Dari aspek geopolitik, Indonesia memiliki ruang lebih besar untuk menyuarakan kepentingan Global South dan memperkuat kepemimpinannya di kawasan Indo-Pasifik maupun Eurasia. Namun, agar keikutsertaan Indonesia dalam BRICS menjadi motor penggerak kemajuan nasional, Fahira menyampaikan sejumlah rekomendasi strategis yang perlu diambil.

Pertama, mengembangkan diplomasi seimbang di mana Indonesia harus tetap menjaga hubungan kuat dengan negara-negara Barat, khususnya AS dan Uni Eropa, tanpa mengabaikan peluang strategis di BRICS. Pendekatan bebas-aktif perlu diperkuat dengan pragmatisme yang adaptif terhadap dinamika global.

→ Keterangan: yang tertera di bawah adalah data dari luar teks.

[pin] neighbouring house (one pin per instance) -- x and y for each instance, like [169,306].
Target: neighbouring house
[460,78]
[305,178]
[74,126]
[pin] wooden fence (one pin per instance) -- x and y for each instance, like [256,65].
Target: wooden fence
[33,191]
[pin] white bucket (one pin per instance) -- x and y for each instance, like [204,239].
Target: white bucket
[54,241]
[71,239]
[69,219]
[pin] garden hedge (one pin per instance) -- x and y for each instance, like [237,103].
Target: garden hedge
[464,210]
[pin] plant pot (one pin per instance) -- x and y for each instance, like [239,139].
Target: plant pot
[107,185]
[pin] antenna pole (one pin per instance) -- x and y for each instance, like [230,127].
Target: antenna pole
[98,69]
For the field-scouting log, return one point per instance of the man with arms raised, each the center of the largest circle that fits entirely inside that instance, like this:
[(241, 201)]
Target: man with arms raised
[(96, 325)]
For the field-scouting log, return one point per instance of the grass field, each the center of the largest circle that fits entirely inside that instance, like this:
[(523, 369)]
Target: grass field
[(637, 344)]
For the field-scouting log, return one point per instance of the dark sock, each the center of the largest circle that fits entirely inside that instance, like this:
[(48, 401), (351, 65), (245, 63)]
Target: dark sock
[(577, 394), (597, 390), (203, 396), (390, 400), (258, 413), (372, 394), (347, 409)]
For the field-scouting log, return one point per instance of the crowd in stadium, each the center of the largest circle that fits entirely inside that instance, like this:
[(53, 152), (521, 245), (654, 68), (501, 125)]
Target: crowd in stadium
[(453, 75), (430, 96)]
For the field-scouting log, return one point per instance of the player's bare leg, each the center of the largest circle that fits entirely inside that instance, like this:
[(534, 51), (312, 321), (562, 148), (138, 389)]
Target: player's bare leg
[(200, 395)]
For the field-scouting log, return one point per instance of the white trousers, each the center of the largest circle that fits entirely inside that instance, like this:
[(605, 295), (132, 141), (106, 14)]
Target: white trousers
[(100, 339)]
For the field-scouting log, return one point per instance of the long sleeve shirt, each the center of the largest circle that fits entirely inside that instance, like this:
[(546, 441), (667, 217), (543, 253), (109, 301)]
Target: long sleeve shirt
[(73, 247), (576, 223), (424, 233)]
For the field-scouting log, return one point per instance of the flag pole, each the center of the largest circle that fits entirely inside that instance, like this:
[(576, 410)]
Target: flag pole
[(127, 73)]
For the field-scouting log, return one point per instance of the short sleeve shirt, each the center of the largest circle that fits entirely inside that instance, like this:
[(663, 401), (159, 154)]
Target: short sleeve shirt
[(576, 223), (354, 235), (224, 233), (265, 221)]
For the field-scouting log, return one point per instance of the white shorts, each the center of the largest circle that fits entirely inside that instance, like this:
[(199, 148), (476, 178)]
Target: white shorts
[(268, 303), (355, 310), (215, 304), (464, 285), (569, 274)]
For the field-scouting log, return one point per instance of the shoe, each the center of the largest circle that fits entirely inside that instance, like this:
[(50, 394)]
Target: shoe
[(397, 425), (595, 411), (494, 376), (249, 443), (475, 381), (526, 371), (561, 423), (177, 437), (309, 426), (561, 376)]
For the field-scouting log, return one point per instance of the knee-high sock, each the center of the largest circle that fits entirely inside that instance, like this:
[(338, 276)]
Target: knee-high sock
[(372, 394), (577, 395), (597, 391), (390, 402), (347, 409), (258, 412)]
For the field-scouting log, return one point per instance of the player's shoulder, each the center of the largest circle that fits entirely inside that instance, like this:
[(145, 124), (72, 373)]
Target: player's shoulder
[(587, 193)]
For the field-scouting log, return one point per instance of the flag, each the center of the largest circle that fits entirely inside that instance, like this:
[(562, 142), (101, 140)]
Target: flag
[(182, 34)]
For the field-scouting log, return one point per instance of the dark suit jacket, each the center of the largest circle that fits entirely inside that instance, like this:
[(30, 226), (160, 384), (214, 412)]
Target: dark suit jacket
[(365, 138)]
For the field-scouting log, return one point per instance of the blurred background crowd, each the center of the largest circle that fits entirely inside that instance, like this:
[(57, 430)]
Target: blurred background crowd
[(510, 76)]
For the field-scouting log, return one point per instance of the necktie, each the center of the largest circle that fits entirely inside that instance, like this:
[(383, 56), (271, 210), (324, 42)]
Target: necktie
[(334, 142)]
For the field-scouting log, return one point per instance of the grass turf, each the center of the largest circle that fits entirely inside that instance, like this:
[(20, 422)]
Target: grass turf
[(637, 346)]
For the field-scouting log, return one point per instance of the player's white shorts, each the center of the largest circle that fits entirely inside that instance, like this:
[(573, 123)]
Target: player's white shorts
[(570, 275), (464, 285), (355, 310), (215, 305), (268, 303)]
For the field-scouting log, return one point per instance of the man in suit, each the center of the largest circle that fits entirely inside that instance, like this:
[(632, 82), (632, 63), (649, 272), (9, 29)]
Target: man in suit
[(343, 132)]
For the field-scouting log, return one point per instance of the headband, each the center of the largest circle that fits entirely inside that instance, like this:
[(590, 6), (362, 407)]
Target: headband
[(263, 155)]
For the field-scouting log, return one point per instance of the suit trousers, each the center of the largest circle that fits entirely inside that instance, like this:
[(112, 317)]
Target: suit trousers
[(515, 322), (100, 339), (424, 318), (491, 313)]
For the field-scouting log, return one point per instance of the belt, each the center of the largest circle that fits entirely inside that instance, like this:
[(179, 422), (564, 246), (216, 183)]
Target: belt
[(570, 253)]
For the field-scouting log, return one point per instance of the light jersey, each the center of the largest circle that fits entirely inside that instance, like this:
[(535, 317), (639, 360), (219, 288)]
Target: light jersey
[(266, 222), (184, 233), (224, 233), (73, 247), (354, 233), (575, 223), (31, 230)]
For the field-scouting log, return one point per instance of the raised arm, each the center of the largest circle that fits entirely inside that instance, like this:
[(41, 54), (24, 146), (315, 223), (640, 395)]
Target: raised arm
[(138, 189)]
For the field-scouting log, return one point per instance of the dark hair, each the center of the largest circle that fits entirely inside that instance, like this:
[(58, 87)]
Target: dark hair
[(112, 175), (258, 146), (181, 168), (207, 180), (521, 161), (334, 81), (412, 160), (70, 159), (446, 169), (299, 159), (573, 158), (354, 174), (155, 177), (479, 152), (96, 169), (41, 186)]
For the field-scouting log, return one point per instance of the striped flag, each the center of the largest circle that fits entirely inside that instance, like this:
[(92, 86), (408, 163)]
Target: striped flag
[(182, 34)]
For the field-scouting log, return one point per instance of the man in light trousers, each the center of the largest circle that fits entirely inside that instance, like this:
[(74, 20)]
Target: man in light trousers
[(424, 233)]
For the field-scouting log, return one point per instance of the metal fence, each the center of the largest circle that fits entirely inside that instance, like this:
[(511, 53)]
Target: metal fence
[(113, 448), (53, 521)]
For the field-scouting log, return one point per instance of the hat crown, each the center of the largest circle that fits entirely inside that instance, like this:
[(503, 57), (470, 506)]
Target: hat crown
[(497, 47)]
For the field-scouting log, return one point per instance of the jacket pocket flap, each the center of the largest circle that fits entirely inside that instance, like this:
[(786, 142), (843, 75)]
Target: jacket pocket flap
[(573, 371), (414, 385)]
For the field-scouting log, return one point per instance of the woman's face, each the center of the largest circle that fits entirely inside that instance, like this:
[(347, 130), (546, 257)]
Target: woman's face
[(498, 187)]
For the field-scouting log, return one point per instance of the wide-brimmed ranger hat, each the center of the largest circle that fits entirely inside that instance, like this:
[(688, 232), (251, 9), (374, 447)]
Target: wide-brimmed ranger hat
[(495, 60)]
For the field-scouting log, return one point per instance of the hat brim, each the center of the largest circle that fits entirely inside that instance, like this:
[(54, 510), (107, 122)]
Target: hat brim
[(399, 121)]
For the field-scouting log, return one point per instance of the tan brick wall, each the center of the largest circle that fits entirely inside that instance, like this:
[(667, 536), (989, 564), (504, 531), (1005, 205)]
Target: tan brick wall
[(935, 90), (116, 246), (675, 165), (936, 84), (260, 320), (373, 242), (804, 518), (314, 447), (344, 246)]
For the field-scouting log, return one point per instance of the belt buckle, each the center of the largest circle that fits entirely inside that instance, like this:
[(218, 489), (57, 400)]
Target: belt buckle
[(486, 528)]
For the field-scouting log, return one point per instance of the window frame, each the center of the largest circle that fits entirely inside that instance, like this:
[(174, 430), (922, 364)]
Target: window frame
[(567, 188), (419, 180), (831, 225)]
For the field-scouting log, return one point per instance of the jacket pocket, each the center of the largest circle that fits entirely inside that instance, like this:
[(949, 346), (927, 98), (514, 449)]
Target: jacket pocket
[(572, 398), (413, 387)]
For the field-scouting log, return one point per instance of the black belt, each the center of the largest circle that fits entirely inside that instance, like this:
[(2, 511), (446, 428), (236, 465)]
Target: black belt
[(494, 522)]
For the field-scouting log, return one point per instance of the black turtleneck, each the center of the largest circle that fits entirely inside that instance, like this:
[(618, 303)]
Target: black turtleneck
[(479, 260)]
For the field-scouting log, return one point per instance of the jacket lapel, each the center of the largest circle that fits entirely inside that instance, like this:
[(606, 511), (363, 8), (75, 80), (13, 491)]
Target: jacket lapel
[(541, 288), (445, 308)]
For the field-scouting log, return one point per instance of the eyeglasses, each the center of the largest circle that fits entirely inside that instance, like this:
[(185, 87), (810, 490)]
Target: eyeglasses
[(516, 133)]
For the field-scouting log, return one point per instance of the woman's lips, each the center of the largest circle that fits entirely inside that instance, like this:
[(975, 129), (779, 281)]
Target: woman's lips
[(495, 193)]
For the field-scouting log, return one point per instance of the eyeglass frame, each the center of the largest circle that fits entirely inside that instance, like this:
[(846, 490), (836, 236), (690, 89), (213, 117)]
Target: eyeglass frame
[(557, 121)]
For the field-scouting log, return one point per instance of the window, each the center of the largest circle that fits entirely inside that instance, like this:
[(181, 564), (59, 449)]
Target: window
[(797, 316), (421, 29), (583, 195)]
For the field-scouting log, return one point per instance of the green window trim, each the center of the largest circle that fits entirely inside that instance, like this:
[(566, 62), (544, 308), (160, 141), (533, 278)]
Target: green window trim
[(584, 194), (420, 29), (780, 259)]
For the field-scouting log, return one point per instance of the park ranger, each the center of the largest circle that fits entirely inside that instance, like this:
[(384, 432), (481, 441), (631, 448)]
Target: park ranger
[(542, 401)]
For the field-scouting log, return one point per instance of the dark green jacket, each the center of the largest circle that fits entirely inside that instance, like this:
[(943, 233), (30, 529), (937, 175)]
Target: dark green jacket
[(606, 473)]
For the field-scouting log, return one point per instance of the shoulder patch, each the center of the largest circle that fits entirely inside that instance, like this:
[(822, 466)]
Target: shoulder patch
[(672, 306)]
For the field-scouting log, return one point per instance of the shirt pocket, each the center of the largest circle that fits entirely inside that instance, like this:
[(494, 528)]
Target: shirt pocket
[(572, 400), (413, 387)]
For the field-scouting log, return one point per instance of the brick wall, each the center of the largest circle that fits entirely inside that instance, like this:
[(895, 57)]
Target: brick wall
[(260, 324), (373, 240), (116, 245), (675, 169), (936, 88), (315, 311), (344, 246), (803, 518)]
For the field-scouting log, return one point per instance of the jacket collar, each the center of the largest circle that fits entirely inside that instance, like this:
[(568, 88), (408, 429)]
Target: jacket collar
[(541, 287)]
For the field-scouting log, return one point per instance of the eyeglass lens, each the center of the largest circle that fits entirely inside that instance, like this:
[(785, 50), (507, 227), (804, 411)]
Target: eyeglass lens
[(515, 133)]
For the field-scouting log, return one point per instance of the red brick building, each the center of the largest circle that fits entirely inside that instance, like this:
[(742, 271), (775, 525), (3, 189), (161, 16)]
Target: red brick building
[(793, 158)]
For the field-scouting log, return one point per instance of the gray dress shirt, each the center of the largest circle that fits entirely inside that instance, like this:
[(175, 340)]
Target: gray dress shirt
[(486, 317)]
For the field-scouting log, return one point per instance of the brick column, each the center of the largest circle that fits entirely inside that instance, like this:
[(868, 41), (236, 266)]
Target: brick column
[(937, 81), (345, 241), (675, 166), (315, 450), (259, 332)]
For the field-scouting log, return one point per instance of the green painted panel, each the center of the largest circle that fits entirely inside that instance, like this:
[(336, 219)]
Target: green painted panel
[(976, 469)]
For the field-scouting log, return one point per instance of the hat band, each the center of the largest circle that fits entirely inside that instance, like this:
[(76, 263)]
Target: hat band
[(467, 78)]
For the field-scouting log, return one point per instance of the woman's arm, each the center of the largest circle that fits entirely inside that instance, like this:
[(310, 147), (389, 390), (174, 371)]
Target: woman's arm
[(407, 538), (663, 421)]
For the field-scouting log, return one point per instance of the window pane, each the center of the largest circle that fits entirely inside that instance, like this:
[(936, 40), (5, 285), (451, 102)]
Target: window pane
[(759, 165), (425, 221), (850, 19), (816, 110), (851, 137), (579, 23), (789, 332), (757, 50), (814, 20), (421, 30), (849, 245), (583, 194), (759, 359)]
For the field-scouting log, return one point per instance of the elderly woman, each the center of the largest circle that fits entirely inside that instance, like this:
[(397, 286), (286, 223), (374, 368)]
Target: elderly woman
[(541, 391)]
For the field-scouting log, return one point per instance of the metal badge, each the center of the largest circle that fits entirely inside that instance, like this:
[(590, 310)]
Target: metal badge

Kedua, diversifikasi investasi dan perdagangan dengan menghindari ketergantungan pada satu negara anggota BRICS. Pendekatan yang seimbang terhadap investasi dari India, Rusia, Brasil, dan anggota lain perlu didorong, sambil meningkatkan nilai tambah ekspor, bukan hanya bahan mentah.

Ketiga, penguatan industri domestik dan teknologi nasional agar tidak sekadar menjadi pasar, sehingga Indonesia harus mempercepat pengembangan industri bernilai tambah dan mendorong transfer teknologi melalui kerja sama riset dengan negara BRICS.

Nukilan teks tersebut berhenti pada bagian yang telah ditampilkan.